In German medical education, text-based and video-based SJTs have been developed and suggested for the (self-)assessment, teaching and monitoring of relevant skills such as communication or professional behavior of medical school applicants and students [19], [20], [34], [35], [36]. While all these examples rely on a closed-ended response format, this is the first study piloting an online-SJT with open-ended response format in a German medical admission context.

Similar to Canadian reports on Casper [16], participants’ perception of Casper was favorable and internal consistency was good. These results also align with positive perceptions as well as satisfactory internal consistency values for the Heidelberg video-SJT (0.81≤α≤.83) [19] and HAM-SJT (0.62≤α≤.82) [37]. On the other hand, interrater agreement in our study was only moderate and diverged from the high rater agreement (0.95) found in the Canadian pilot study of Casper [15]. In the small subsample of participants who sat the test twice, test-retest reliability was low. This might be explained by individual differences in participants’ personal development within the one-year time span between the two test applications but also by changes to the test format between both test applications (i.e. use of different scenarios, voice-over, inclusion of community raters). Nevertheless, the subsample in our study was too small (n=20) to draw definite conclusions and a follow-up study with a targeted test-retest design would be necessary.

Our study revealed significant performance differences in favor of females and participants without a migration background that are in line with a North-American study on Casper [17]. Our follow-up analyses suggest that native language rather than migration background was related to performance differences which diverges from findings in a U.S. study where differences in ethnicity remained when controlled for language use [38]. The open-ended response format did therefore not provide an advantage over the HAM-SJT which similarly showed performance differences depending on native language (d=0.24) [37] or the Heidelberg video-SJT which did not show any significant differences [19].
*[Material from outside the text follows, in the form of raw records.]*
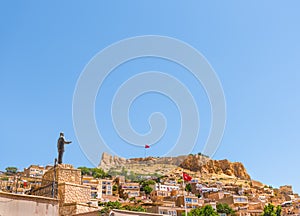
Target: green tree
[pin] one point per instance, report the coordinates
(270, 210)
(188, 187)
(278, 211)
(95, 172)
(12, 170)
(225, 208)
(148, 189)
(107, 206)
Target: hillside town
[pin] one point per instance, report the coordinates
(61, 189)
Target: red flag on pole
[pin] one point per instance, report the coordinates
(186, 177)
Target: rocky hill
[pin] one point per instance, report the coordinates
(165, 165)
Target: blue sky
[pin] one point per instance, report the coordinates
(253, 46)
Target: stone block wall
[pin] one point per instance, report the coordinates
(63, 173)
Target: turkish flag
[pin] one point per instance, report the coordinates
(186, 177)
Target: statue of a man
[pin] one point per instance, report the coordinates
(61, 146)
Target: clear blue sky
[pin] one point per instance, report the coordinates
(253, 47)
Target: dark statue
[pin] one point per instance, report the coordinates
(61, 146)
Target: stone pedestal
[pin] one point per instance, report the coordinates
(72, 195)
(63, 173)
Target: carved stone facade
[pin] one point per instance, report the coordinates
(70, 193)
(63, 173)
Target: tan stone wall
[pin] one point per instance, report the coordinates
(25, 205)
(64, 173)
(75, 208)
(70, 193)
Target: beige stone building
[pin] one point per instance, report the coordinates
(99, 187)
(25, 205)
(35, 171)
(64, 183)
(128, 190)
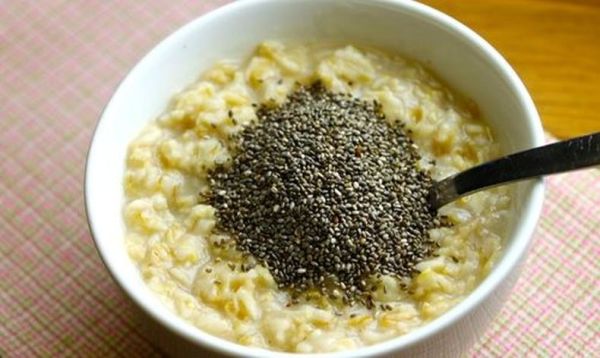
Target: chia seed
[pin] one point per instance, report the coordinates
(326, 194)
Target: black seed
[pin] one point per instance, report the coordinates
(326, 194)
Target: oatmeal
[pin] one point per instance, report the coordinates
(172, 228)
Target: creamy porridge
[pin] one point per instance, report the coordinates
(171, 233)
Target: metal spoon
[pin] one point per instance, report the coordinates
(572, 154)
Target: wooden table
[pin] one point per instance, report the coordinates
(554, 45)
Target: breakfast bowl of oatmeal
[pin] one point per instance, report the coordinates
(258, 183)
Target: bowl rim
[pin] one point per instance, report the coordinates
(510, 258)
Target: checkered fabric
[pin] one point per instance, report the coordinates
(60, 60)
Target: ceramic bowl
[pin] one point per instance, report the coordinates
(457, 55)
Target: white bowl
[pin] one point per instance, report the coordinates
(456, 54)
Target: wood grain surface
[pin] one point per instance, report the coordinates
(554, 45)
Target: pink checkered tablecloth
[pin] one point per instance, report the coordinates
(59, 63)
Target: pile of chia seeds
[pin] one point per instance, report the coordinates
(327, 194)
In support of the convergent and discriminant validity of the test, Casper performance was related to HAM-SJT performance but not to the HAM-Nat science and arithmetic problem solving subtests. Likewise, the Canadian Casper had not been found to be related to the MCAT science subtests [15]. On the other hand, we found weak correlations with the Abitur grade, TMS performance, and the HAM-Nat logical reasoning subtests. The weak reliability values of the HAM-Nat logical reasoning and arithmetic problem solving subtests might have affected the significance and magnitude of the correlation with Casper. Nevertheless, we found a similarly small significant correlation between TMS and Casper pointing in a similar direction and results are also in line with findings that Casper correlates with the verbal reasoning part of the MCAT [15]. This suggests that the cognitive but also non-cognitive competencies reflected in these measures (such as motivation, flexibility, or self-management in Abitur grades [39]) could be beneficial for Casper performance. The results also point to a somewhat higher cognitive load in Casper compared to the HAM-SJT or Heidelberg video-SJT which were either negatively related to Abitur grade, TMS and HAM-Nat or not at all [19], [20].
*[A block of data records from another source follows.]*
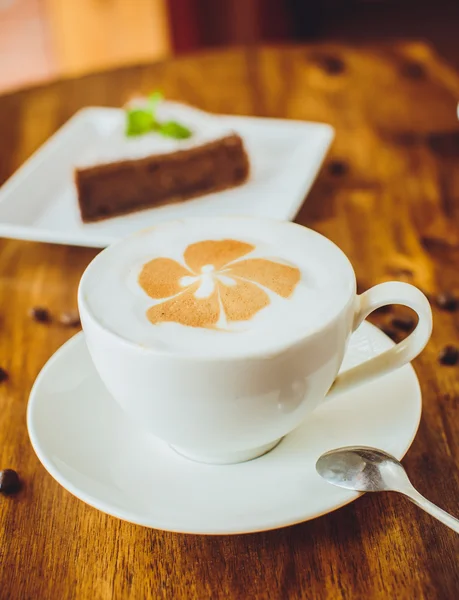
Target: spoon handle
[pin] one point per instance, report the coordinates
(432, 509)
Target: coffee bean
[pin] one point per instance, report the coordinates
(413, 70)
(70, 318)
(402, 272)
(447, 301)
(337, 167)
(333, 65)
(403, 323)
(9, 481)
(390, 333)
(3, 375)
(40, 314)
(383, 310)
(449, 355)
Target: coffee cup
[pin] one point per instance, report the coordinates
(221, 335)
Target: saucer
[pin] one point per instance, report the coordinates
(92, 449)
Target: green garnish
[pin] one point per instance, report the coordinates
(143, 120)
(138, 122)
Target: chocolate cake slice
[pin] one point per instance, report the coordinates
(123, 186)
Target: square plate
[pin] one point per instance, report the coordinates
(39, 202)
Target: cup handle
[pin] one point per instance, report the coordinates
(392, 292)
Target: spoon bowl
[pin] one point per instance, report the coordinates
(365, 469)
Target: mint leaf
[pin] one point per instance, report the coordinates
(138, 122)
(174, 130)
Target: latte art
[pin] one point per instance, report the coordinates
(218, 286)
(214, 285)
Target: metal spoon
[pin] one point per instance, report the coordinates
(370, 470)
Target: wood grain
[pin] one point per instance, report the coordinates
(389, 196)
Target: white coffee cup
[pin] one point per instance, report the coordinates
(227, 409)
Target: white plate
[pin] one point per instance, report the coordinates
(91, 448)
(39, 202)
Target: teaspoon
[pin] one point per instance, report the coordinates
(365, 469)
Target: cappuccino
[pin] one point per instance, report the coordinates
(218, 286)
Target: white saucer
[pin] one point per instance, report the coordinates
(87, 444)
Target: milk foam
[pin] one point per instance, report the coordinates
(113, 294)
Finally, we did not find any relationship between Casper and two OSCE stations that address communication skills. Thus, we could not replicate positive evidence of predictive validity for the North-American Casper where Casper was related to MMI performance as well as to national licensure exams [15], [18]. HAM-SJT pilot studies, on the other hand, could demonstrate small but significant correlations with subsequent MMI (r=0.22) [20] and OSCE performance (r=0.20) [37].


We applied different measures of quality assurance during rater training and the rating process including repeated training rounds if statistics from test ratings fall below pre-determined benchmarks, or temporary retention of raters if they submit their ratings within less time than it needs to read a candidate’s response. However, in this pilot these measures were not employed to the same degree as they are in the high-stakes application of Casper. The moderate interrater agreement found in this study highlights the importance of continuously monitoring the rating process and providing feedback to raters.
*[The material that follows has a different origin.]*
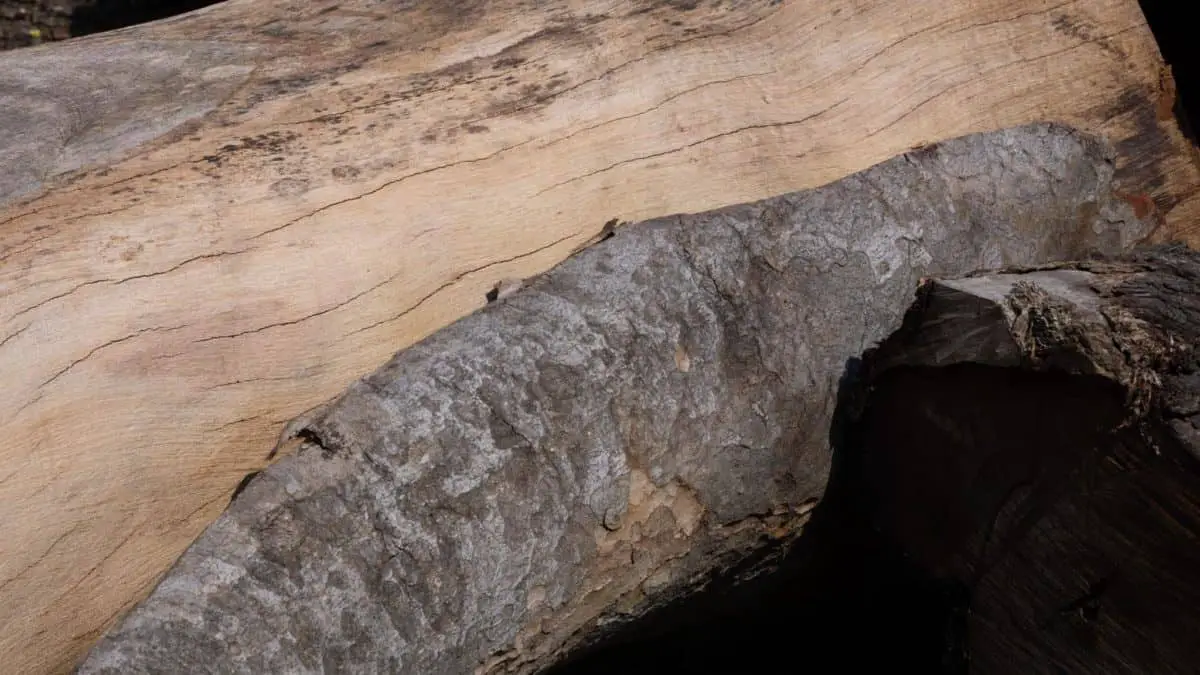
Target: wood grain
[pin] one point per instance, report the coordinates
(214, 222)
In the 2021 study, we recruited additional community raters with the aim to diversify the rater pool. Although demographic data somewhat suggest that community raters differed from faculty raters in terms of their level of education, the lower participation rate of community raters in the follow-up survey (55%) makes it difficult to draw definite conclusions about the diversity of our rater pool. Future studies on rater-based selection tools would benefit from a systematic assessment and variation of raters’ sociodemographic characteristics to be able to explore how diverse rater backgrounds impact outcomes of high-stakes selection.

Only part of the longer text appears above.